However, I'm feeling increasingly anxious these past few days, but that might be because, ah, I live in interesting times and not because of the decrease in meds. Must stay off the blogs. Bad for the blood pressure.
I finally got the Christmas lights up on Monday by deciding to do it before work instead of trying to pry myself out of bed on a Saturday or doing it after work, when it's totally dark. Hanging lights for me is a piece of cake, because my roofline is totally horizontal, the house is only one story, and a previous owner put little hooks under the eaves. All I have to do is drag out the three-foot stepladder, stick the wire into a few hooks, climb down the ladder, move it a few feet, rinse and repeat.
As for the interior decorations, I only managed to get them up on Saturday because my mom dropped by to return the DVDs I'd left at her house over Thanksgiving.
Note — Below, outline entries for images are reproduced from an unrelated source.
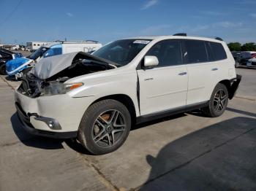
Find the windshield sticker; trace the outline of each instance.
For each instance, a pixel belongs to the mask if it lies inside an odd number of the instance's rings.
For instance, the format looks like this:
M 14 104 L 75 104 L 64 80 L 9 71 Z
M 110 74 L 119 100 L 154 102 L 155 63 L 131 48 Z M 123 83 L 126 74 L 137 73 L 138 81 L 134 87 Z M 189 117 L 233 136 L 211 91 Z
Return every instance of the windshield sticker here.
M 149 42 L 148 40 L 135 40 L 133 43 L 148 44 Z

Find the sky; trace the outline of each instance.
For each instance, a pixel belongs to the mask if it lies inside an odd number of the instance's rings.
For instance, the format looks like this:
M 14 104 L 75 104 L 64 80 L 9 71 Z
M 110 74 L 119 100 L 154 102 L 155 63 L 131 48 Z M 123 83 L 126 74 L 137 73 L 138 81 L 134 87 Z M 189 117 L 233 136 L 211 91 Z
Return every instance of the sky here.
M 219 36 L 256 42 L 256 0 L 0 0 L 5 44 L 131 36 Z M 0 44 L 1 44 L 0 42 Z

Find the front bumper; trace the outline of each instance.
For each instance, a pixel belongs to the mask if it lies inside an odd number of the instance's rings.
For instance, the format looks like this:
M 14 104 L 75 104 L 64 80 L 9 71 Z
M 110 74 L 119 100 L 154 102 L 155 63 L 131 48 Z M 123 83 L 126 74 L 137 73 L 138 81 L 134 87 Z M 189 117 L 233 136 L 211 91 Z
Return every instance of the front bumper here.
M 77 132 L 84 112 L 94 98 L 73 98 L 68 93 L 31 98 L 18 90 L 15 93 L 17 111 L 25 126 L 31 133 L 54 136 Z M 72 136 L 75 133 L 72 133 Z
M 18 103 L 15 103 L 15 106 L 18 117 L 23 124 L 23 128 L 31 134 L 55 139 L 71 139 L 77 136 L 77 131 L 55 132 L 36 129 L 30 122 L 30 117 L 24 112 Z M 47 125 L 49 126 L 50 128 L 53 128 L 56 130 L 61 129 L 59 122 L 54 119 L 39 117 L 34 113 L 31 114 L 31 116 L 34 116 L 36 120 L 43 121 Z

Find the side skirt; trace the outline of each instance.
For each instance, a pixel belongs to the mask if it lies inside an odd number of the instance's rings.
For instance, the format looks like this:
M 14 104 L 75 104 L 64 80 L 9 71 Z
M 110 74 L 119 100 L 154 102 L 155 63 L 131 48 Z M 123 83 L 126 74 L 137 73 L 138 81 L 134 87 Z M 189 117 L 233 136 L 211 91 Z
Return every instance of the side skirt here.
M 137 117 L 136 124 L 142 123 L 147 121 L 151 121 L 153 120 L 165 117 L 167 116 L 170 116 L 170 115 L 173 115 L 178 113 L 187 112 L 189 111 L 206 107 L 206 106 L 208 106 L 208 105 L 209 105 L 209 101 L 203 101 L 203 102 L 200 102 L 195 104 L 190 104 L 188 106 L 165 110 L 159 112 L 155 112 L 153 114 L 142 115 Z

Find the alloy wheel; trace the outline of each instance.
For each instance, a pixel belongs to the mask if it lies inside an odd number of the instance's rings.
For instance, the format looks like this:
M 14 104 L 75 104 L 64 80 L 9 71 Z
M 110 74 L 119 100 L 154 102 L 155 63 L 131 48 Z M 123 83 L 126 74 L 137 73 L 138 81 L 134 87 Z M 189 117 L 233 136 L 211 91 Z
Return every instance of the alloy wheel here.
M 227 95 L 223 89 L 219 89 L 214 95 L 214 108 L 217 112 L 221 112 L 225 109 L 225 105 L 227 101 Z
M 123 114 L 116 110 L 108 110 L 100 114 L 93 125 L 94 143 L 103 148 L 112 147 L 124 136 L 127 125 Z

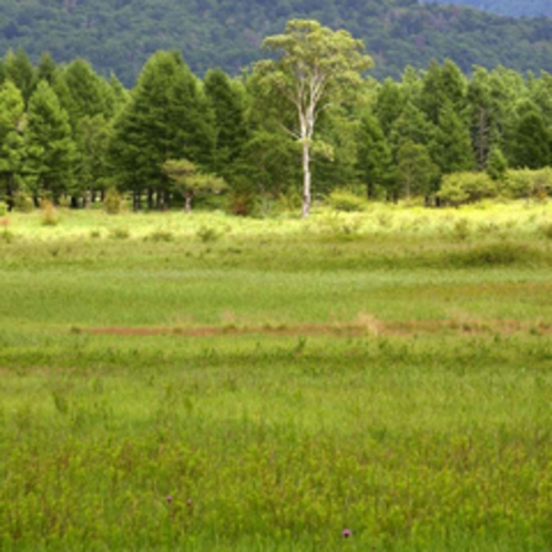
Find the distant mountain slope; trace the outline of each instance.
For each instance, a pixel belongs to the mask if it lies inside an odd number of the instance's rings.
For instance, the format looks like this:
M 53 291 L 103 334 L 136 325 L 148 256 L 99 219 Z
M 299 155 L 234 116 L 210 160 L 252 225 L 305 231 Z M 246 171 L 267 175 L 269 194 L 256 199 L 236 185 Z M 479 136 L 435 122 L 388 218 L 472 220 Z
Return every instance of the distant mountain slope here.
M 510 17 L 552 17 L 551 0 L 420 0 L 420 3 L 469 6 Z
M 468 1 L 468 0 L 466 0 Z M 481 0 L 483 1 L 483 0 Z M 515 20 L 418 0 L 2 0 L 0 52 L 23 47 L 33 59 L 89 59 L 129 85 L 156 50 L 178 49 L 192 69 L 237 73 L 264 55 L 264 37 L 290 18 L 317 19 L 364 39 L 378 78 L 407 64 L 453 59 L 552 72 L 552 21 Z

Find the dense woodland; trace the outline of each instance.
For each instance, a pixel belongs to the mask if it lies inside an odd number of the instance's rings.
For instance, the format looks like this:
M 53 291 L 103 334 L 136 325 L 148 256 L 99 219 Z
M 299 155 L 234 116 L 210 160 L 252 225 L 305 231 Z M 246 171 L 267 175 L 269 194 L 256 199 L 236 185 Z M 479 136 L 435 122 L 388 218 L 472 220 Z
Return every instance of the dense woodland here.
M 190 208 L 195 195 L 248 214 L 298 194 L 300 145 L 283 130 L 296 114 L 256 70 L 201 80 L 180 53 L 160 51 L 127 91 L 82 59 L 57 65 L 44 54 L 33 65 L 18 50 L 0 75 L 0 193 L 10 207 L 44 197 L 76 207 L 116 190 L 135 208 Z M 546 193 L 550 178 L 536 176 L 552 162 L 549 73 L 467 76 L 447 60 L 362 82 L 317 124 L 315 196 L 460 204 Z M 518 171 L 505 178 L 507 168 Z
M 552 17 L 552 3 L 549 0 L 421 0 L 421 2 L 470 6 L 478 10 L 488 10 L 511 17 Z
M 0 51 L 21 47 L 33 62 L 43 51 L 58 62 L 82 57 L 126 86 L 154 52 L 173 48 L 201 76 L 216 67 L 236 75 L 264 55 L 264 37 L 282 32 L 294 18 L 362 39 L 379 79 L 398 79 L 407 64 L 423 69 L 432 59 L 452 59 L 463 72 L 473 64 L 552 71 L 550 20 L 418 0 L 2 0 Z

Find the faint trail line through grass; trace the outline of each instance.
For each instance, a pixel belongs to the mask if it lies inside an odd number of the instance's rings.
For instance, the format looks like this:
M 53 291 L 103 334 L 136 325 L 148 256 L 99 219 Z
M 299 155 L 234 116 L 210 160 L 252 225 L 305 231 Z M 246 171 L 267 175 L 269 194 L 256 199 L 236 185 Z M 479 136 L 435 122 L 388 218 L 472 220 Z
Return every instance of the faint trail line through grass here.
M 408 336 L 410 334 L 501 334 L 538 333 L 552 335 L 552 323 L 524 323 L 520 320 L 395 320 L 384 321 L 376 318 L 358 323 L 336 324 L 297 324 L 297 325 L 263 325 L 263 326 L 201 326 L 201 327 L 95 327 L 72 328 L 72 331 L 91 335 L 111 336 L 182 336 L 182 337 L 216 337 L 239 335 L 267 336 Z

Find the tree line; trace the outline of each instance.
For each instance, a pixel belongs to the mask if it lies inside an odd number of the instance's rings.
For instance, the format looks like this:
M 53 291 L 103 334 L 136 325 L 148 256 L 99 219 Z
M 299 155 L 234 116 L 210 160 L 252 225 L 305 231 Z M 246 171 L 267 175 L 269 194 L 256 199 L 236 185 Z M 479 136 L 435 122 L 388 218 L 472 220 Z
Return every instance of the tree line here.
M 80 207 L 116 191 L 135 209 L 190 209 L 211 192 L 236 214 L 266 211 L 300 198 L 305 140 L 315 197 L 348 190 L 462 203 L 492 195 L 509 170 L 552 162 L 546 72 L 477 67 L 467 75 L 447 60 L 407 67 L 400 79 L 364 73 L 305 137 L 297 105 L 274 85 L 274 63 L 270 79 L 266 63 L 200 79 L 178 52 L 159 51 L 132 90 L 83 59 L 57 64 L 45 53 L 34 65 L 20 49 L 0 65 L 0 200 L 10 208 L 42 198 Z M 548 185 L 510 183 L 519 195 Z

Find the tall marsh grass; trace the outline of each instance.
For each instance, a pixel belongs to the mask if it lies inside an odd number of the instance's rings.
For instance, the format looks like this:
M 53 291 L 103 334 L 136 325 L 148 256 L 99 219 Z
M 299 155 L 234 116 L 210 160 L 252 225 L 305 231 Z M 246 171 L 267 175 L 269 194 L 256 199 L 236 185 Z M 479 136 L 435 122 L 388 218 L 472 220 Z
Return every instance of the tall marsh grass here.
M 549 214 L 509 209 L 10 214 L 0 549 L 550 550 Z

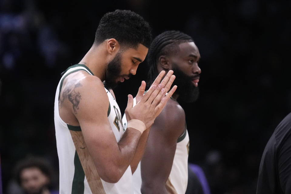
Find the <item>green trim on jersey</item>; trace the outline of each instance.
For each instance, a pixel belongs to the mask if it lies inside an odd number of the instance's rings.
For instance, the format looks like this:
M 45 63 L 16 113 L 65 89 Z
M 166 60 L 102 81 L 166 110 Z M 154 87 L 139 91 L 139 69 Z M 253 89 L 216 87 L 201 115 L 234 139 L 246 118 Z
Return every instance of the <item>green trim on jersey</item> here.
M 62 75 L 62 76 L 63 75 L 64 75 L 64 74 L 65 74 L 65 73 L 66 72 L 67 72 L 67 71 L 68 70 L 69 70 L 69 69 L 71 68 L 74 68 L 74 67 L 85 67 L 85 68 L 86 68 L 86 69 L 88 70 L 88 71 L 89 72 L 90 72 L 91 73 L 91 74 L 92 75 L 94 75 L 94 74 L 93 74 L 93 73 L 91 71 L 91 70 L 90 70 L 90 69 L 88 68 L 88 67 L 87 67 L 87 66 L 86 66 L 85 65 L 82 65 L 82 64 L 76 64 L 75 65 L 72 65 L 70 67 L 69 67 L 68 68 L 67 68 L 65 70 L 64 72 L 62 73 L 61 74 L 61 75 Z
M 84 193 L 85 187 L 85 173 L 83 170 L 81 162 L 80 161 L 77 151 L 75 152 L 74 159 L 74 164 L 75 166 L 75 172 L 72 183 L 72 194 L 82 194 Z
M 184 139 L 184 138 L 186 137 L 186 134 L 187 134 L 187 129 L 185 129 L 185 131 L 184 131 L 184 132 L 178 138 L 178 140 L 177 141 L 177 143 L 179 143 L 179 142 L 182 141 Z
M 109 102 L 109 107 L 108 107 L 108 110 L 107 112 L 107 117 L 109 116 L 110 114 L 110 111 L 111 110 L 111 108 L 110 106 L 110 102 Z
M 71 131 L 81 131 L 81 127 L 80 126 L 73 126 L 72 125 L 70 125 L 69 124 L 67 124 L 67 126 L 68 126 L 68 128 L 69 130 Z

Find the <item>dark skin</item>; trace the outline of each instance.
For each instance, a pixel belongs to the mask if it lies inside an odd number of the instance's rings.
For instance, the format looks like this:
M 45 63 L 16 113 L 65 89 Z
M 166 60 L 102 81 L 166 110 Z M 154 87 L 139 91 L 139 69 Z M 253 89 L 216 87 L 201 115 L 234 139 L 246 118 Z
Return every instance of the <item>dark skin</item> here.
M 140 158 L 135 159 L 139 157 L 139 153 L 143 151 L 144 147 L 139 143 L 141 132 L 130 127 L 117 142 L 107 117 L 109 101 L 102 82 L 105 79 L 107 64 L 120 48 L 114 38 L 92 46 L 79 63 L 85 63 L 95 75 L 83 71 L 68 75 L 64 80 L 60 93 L 62 102 L 59 103 L 61 118 L 69 125 L 81 127 L 87 149 L 99 175 L 103 180 L 111 183 L 118 182 L 129 165 L 137 166 L 132 162 L 139 161 Z M 138 65 L 145 58 L 148 50 L 139 44 L 136 48 L 130 48 L 124 51 L 121 61 L 120 76 L 115 81 L 122 82 L 128 78 L 126 75 L 135 74 Z M 149 89 L 150 92 L 144 95 L 143 93 L 139 95 L 146 86 L 143 82 L 137 95 L 142 96 L 140 102 L 134 107 L 133 98 L 129 95 L 125 111 L 128 120 L 140 120 L 145 124 L 146 129 L 150 128 L 176 88 L 173 87 L 169 95 L 165 96 L 166 91 L 169 89 L 175 79 L 172 73 L 169 72 L 162 80 L 165 72 L 161 72 L 156 85 Z
M 193 42 L 179 45 L 180 51 L 169 56 L 160 56 L 157 64 L 158 72 L 171 69 L 172 63 L 188 75 L 201 72 L 198 62 L 200 55 Z M 197 87 L 198 83 L 193 84 Z M 179 86 L 178 86 L 179 87 Z M 176 99 L 179 94 L 174 94 Z M 178 138 L 185 130 L 184 111 L 175 100 L 170 99 L 151 128 L 141 163 L 142 193 L 168 193 L 166 183 L 173 164 Z

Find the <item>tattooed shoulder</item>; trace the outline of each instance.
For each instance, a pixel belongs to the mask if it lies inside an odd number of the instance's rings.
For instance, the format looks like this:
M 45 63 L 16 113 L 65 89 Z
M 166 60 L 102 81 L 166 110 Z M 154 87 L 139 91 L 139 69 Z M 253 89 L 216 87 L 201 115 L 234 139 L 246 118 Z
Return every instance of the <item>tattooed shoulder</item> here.
M 75 79 L 71 79 L 67 82 L 64 88 L 62 94 L 62 99 L 60 98 L 59 106 L 61 109 L 64 101 L 67 98 L 73 105 L 73 109 L 75 114 L 77 114 L 77 110 L 79 109 L 79 103 L 82 99 L 81 95 L 79 92 L 75 90 L 76 88 L 83 86 L 79 81 Z

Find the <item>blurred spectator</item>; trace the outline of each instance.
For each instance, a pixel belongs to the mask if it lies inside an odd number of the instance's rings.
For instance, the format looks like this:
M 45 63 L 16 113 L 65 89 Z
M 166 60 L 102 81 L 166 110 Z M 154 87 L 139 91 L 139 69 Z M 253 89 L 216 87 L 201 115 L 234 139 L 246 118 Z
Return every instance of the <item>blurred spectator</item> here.
M 210 194 L 203 170 L 198 165 L 188 164 L 188 184 L 185 194 Z
M 59 194 L 59 191 L 52 189 L 53 171 L 51 165 L 44 159 L 25 158 L 18 162 L 14 171 L 15 179 L 23 193 Z M 8 192 L 12 194 L 17 190 L 19 192 L 17 188 L 11 187 Z
M 263 153 L 257 194 L 291 193 L 291 113 L 276 128 Z

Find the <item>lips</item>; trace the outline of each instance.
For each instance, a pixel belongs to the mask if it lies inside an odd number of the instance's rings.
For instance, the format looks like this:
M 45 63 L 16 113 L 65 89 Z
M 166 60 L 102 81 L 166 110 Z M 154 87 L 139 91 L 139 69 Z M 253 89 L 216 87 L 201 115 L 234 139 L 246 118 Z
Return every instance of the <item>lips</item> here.
M 199 82 L 199 76 L 196 76 L 193 78 L 191 79 L 192 82 L 196 87 L 198 86 L 198 82 Z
She helped me decorate the trees. (I have four, ranging from 4 feet to 18 inches, which I arrange in a little grove next to the TV.) I can get motivated to do things sometimes when someone is there to act as a catalyst; otherwise, I veg out on the couch and watch all the channels at once. OK, in sequence by flipping around and around, but you know what I mean.
An inversion has hunkered down in the valley and the haze is settling in. It's at the stage where you can see the haze against the mountains and on the horizon, especially when the sun sets or rises. It turns pale pink in the morning and I assume it's more orange in the evening, but I'm always still at work when the sun sets anymore.
Work is slow. I have several projects going on, but there are only little ticky-tacky things to do with them, all of which depend on input from some very overstressed engineers who are trying very hard to keep all of their own ticky-tacky little jobs straight. Someone told me this morning that she hasn't forgotten about the stuff she was supposed to give me, it's just that there are always so many fires to put out.
Criminey, I'd hate to supervise this lot. I doubt it's any different from any other large company. We've got three flavors of engineers (mechanical, electrical, software), all of whom know what they're doing, but getting them all on the same page in some kind of order must make herding cats seem like a close-formation military drill. Lucky for me, I'm just a writer in this rock-and-roll band (as another tech writer is fond of saying) and a contractor to boot, so I don't have to deal with anything that's not right in front of me.